Ce voeu intervient alors qu’un permis de recherche (dit permis de Chevry) a été accordé à la société Poros pour explorer les potentialités du sous-sol francilien, dans une zone qui couvre une partie du Val de Marne (notamment le plateau briard), de la Seine et Marne et de la Seine Saint Denis. Et qu’en parallèle de ce permis, le ministère de l’Ecologie a rendu public le rapport final de sa mission d’inspection sur les hydrocarbures de roche mère (huiles et gaz de schiste) en France, dans lequel il est préconisé d’expérimenter la fracturation hydraulique dans un nombre de puits limités du bassin parisien (page 118 du rapport) en procédant à des mesures très précises tout au long de cette expérimentation, afin de pouvoir évaluer les risques et le potentiel d’un tel dispositif.

Concilier précaution et recherche

Au sein des élus val de marnais, le refus catégorique du forage d’huile et gaz de schiste, préconisé par les uns, ne fait pas l’unanimité, notamment au sein de l’UMP qui défend le droit de savoir et de faire des recherches. « Il ne faut pas se fermer la porte de manière doctrinaire », a ainsi plaidé Bruno Tran, président du groupe Majorité présidentielle au sein du Conseil général du Val de Marne et conseiller général de Thiais. Tout le monde s’est en revanche accordé sur le principe de précaution.

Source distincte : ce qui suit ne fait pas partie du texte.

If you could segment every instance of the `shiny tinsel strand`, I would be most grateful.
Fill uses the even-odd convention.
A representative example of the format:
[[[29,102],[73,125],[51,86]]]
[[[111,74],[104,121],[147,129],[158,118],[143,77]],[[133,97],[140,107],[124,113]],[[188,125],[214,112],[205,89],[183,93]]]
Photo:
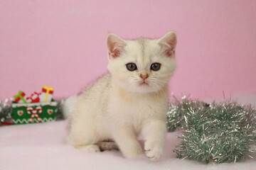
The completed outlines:
[[[256,110],[251,106],[230,101],[209,105],[186,98],[174,106],[179,113],[169,112],[169,118],[180,122],[167,123],[169,130],[181,127],[185,130],[174,150],[177,157],[207,163],[236,162],[251,157],[255,152]]]

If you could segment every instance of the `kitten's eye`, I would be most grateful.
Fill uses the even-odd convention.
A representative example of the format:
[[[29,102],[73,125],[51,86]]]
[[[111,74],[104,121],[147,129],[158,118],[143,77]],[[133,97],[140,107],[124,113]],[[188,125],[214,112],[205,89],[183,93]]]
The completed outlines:
[[[150,67],[150,69],[153,71],[159,71],[160,68],[161,64],[158,62],[153,63]]]
[[[132,72],[137,69],[137,65],[134,63],[130,62],[127,64],[127,68],[129,71]]]

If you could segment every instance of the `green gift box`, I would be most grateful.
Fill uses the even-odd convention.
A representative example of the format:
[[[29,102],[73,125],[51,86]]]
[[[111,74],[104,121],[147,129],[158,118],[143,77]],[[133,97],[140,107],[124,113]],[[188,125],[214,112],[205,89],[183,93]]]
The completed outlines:
[[[44,123],[56,120],[56,101],[18,103],[12,102],[14,124]]]

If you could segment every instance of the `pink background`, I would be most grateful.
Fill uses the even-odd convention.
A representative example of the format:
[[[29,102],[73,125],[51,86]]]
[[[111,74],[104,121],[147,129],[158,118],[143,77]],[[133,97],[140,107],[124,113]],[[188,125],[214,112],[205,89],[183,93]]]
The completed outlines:
[[[0,98],[43,85],[58,98],[107,70],[105,38],[178,35],[176,96],[256,91],[256,1],[0,0]]]

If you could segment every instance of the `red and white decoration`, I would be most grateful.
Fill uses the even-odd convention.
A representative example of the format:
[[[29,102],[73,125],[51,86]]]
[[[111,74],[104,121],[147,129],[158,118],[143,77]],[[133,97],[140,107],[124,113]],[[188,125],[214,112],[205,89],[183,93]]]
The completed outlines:
[[[31,117],[30,118],[28,122],[32,123],[33,118],[36,118],[38,122],[41,122],[42,119],[39,118],[38,114],[41,114],[43,112],[43,109],[41,106],[37,106],[35,109],[32,107],[27,108],[27,112],[28,114],[31,114]]]
[[[30,97],[26,98],[26,101],[28,103],[39,103],[40,102],[40,96],[41,93],[34,92],[31,94]]]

Nappe de Champigny et aquifère du Dogger

Concrètement, les inquiétudes liées à une exploitation du sous-sol val de marnais et plus largement francilien, concernent la préservation de la nappe phréatique de Champigny et les risques de refroidissement des eaux du Dogger (aquifère situé à près de 2km de profondeur). « Les eaux du Dogger sont actuellement utilisées pour la géothermie » a expliqué Joseph Rossignol, maire Front de Gauche de Limeil Brévannes. Le nombre de puits, une centaine rien que dans le Val de Marne, effraie également.

 

 

Comment financer l’expertise citoyenne ?

En marge de la discussion sur ces expérimentations sur les huiles de schiste, Jacques Perreux, conseiller général EELV de Vitry sur Seine, a également réclamé que puisse être financée une véritable expertise citoyenne pour anticiper ces questions, citant d’autres dossiers comme la montagne de déchets de Limeil Brévannes ou encore le site de l’ancienne école Marie Curie de Nogent sur Marne, où la prix Nobel de chimie disposait d’une usine d’extraction de radium.

Outre le voeu voté à l’unanimité moins une abstention, le Conseil général se prépare également à lancer une mission d’information sur ce sujet, dont la composition des membres sera désignée lors de la prochaine séance du conseil.